Soruşturma boyunca alınan ifadelerden yola çıkılarak, savcının, adları Gülen cemaatiyle anılan bazı istihbaratçıları suçlayabileceği biliniyordu ama, iddianamede iki yeni unsur daha yer alıyor:
a) Savcı hem bu istihbaratçıların bağlı bulunduğu örgütün “Fethullahçı Terör Örgütü / Paralel Devlet Yapılanması” (FETÖ / PDY) olduğunu kayda geçiriyor.
b) Hem de örgütün cinayete neden “yol verdiğini” gerekçelendiriyor.
Savcıya göre, Dink’in öldürülmesi bir “araç suç”tu. Bir de “amaç suç” vardı. Amaç, İstanbul’da yürütülmesi planlanan Ergenekon ve Balyoz soruşturmalarına ikna edilemeyen İstanbul İstihbarat Şube Müdürü Ahmet İlhan Güler’i tasfiye etmek ve İstanbul istihbaratının “örgüt”ün eline geçmesini sağlamaktı. Savcıya göre, nitekim, Dink’in öldürülmesinden sonra bu göreve Ali Fuat Yılmazer getirilmiş, onun İstihbarat Daire Başkanlığı’ndaki görevi sırasında 2006 yılı Haziran ayında yasadışı bir biçimde oluşturduğu C-5 adlı büronun çalışmaları doğrultusunda Ergenekon ve Balyoz soruşturmaları yürütülmüştü.
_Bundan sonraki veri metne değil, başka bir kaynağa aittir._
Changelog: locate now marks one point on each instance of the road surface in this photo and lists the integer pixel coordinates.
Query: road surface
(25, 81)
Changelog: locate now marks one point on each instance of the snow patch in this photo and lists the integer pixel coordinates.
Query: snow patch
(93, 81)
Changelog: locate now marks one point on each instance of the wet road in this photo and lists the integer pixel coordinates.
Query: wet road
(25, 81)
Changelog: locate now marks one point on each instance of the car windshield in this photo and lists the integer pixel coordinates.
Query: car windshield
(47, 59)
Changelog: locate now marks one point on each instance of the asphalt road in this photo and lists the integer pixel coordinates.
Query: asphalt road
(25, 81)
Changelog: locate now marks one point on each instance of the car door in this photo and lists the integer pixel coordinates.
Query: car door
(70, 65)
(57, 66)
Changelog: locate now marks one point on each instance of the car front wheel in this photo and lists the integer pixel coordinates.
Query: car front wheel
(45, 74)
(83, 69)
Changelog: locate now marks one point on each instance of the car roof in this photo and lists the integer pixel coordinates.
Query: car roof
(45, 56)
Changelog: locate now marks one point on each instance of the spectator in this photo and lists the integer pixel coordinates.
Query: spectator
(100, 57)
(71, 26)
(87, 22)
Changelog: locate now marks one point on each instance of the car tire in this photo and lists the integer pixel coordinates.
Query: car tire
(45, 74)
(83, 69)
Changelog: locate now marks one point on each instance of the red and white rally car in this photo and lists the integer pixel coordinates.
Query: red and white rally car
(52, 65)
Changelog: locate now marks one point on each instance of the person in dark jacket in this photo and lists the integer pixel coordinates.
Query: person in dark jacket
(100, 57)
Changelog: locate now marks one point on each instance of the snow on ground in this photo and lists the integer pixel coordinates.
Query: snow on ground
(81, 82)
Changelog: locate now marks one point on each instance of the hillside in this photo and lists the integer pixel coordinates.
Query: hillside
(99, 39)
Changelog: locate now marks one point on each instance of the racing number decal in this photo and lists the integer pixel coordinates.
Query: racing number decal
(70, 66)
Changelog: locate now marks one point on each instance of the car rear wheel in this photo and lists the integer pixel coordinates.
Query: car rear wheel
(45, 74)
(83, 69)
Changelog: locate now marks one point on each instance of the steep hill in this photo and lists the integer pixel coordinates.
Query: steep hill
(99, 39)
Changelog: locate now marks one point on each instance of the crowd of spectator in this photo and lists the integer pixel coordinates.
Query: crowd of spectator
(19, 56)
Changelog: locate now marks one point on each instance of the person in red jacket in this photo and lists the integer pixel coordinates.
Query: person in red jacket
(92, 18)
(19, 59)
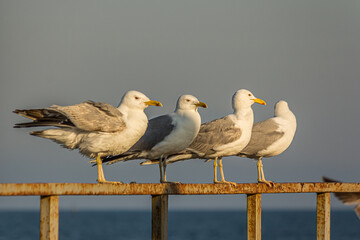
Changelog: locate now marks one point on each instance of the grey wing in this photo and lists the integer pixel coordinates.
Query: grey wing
(215, 133)
(158, 129)
(263, 135)
(93, 116)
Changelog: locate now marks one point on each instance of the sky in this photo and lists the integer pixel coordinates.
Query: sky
(64, 52)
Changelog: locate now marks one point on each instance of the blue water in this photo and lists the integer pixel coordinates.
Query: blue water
(93, 225)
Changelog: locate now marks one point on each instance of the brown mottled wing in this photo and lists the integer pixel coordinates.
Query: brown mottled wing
(263, 135)
(213, 134)
(43, 117)
(93, 116)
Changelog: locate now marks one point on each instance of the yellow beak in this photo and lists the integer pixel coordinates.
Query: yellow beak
(201, 104)
(153, 103)
(260, 101)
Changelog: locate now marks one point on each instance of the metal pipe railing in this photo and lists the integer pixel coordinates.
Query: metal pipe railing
(49, 200)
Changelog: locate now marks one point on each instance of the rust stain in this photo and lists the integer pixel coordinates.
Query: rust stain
(38, 189)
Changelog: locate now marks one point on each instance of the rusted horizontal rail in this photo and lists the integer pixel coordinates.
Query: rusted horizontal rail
(40, 189)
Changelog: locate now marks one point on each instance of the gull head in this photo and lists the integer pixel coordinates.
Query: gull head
(244, 98)
(281, 108)
(189, 102)
(137, 100)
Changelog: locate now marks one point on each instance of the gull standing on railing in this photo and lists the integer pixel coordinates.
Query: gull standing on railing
(166, 135)
(96, 129)
(222, 137)
(271, 137)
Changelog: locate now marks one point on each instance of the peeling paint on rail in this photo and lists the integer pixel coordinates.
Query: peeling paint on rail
(39, 189)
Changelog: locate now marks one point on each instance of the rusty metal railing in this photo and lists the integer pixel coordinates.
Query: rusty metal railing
(49, 200)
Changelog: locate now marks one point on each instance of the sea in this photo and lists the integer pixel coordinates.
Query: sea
(182, 225)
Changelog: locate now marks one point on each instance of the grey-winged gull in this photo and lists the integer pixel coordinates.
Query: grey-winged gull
(271, 137)
(348, 198)
(166, 135)
(96, 129)
(222, 137)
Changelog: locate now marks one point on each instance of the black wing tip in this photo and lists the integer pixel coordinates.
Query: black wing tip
(36, 133)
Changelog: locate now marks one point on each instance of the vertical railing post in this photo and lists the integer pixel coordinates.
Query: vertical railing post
(323, 216)
(159, 217)
(254, 216)
(49, 217)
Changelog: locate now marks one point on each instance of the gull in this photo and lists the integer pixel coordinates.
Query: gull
(222, 137)
(271, 137)
(96, 129)
(166, 135)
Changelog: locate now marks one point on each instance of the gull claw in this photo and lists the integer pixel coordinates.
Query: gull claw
(108, 182)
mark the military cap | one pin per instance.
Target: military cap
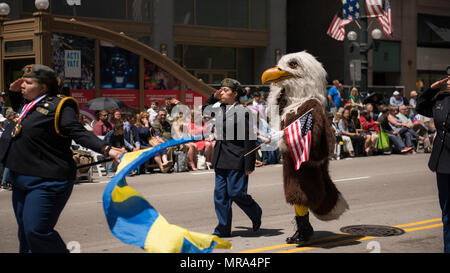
(39, 71)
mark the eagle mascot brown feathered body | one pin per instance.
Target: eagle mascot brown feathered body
(298, 85)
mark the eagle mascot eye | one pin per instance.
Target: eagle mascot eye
(298, 87)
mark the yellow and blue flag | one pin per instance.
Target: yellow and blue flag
(133, 220)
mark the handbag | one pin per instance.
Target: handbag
(383, 141)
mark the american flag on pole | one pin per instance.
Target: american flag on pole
(350, 9)
(298, 135)
(336, 29)
(375, 9)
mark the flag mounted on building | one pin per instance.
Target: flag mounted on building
(298, 135)
(350, 9)
(133, 220)
(381, 9)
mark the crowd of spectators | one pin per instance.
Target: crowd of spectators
(137, 131)
(357, 125)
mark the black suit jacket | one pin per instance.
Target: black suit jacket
(437, 105)
(231, 146)
(40, 150)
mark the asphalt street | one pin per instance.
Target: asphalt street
(386, 191)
Savcı, en yüksek cezaları da zaten “FETÖ / PDY Silahlı Terör Örgütü” üyesi olarak faaliyet yürüttükleri ve kasten adam öldürmeye sebebiyet verdikleri gerekçesiyle Ramazan Akyürek, Ali Fuat Yılmazer ve Çoşkun Çakar için istiyor: Ağırlaştırılmış müebbet hapis.
Savcının iddiaları, Emniyet içinde Cemaat örgütlenmesi ile yıllar boyunca açık bir rekabet ve çatışma içinde olan üst düzey istihbaratçı polislerin suçlamalarıyla uyum içinde... Fakat savcı Kökçü, o kanat içinde yer aldığı bilinen polislerle ilgili olarak da suçlamalarda bulunuyor.
Suçlananlar yelpazesi bize ne diyor?
Bunlardan en önemlilerini hatırlatalım: Ergenekon ve Balyoz soruşturmalarına karşı çıktığı için Cemaatçi ekip tarafından tasfiye edildiği söylenen Ahmet İlhan Güler (cinayet sırasında İstanbul İstihbarat Şube Müdürü) ... Cemaatçi polislere karşı Güler’i koruduğu bilinen Celalettin Cerrah (cinayet sırasında İstanbul Emniyet Müdürü) ... Savcı’nın, “cinayeti mutlaka biliyorlardı ya da öngörüyorlardı” diye sıraladığı dört isimden biri olan Engin Dinç (cinayetin örgütlenmesi sırasında Trabzon İstihbarat Şube Müdürü) ...
Bu kişiler (ve birkaç kişi daha), Cemaat’le herhangi bir bağlantı kurulmaksızın savcı tarafından suçlanıyor. Şu anda Emniyet istihbaratının bir numaralı koltuğunda oturmakta olan Engin Dinç hakkında “kasten öldürmenin ihmali davranışla işlenmesi” suçundan 15-22 yıl arasında ceza isteniyor. Ahmet İlhan Güler hakkında da aynı ceza talep ediliyor.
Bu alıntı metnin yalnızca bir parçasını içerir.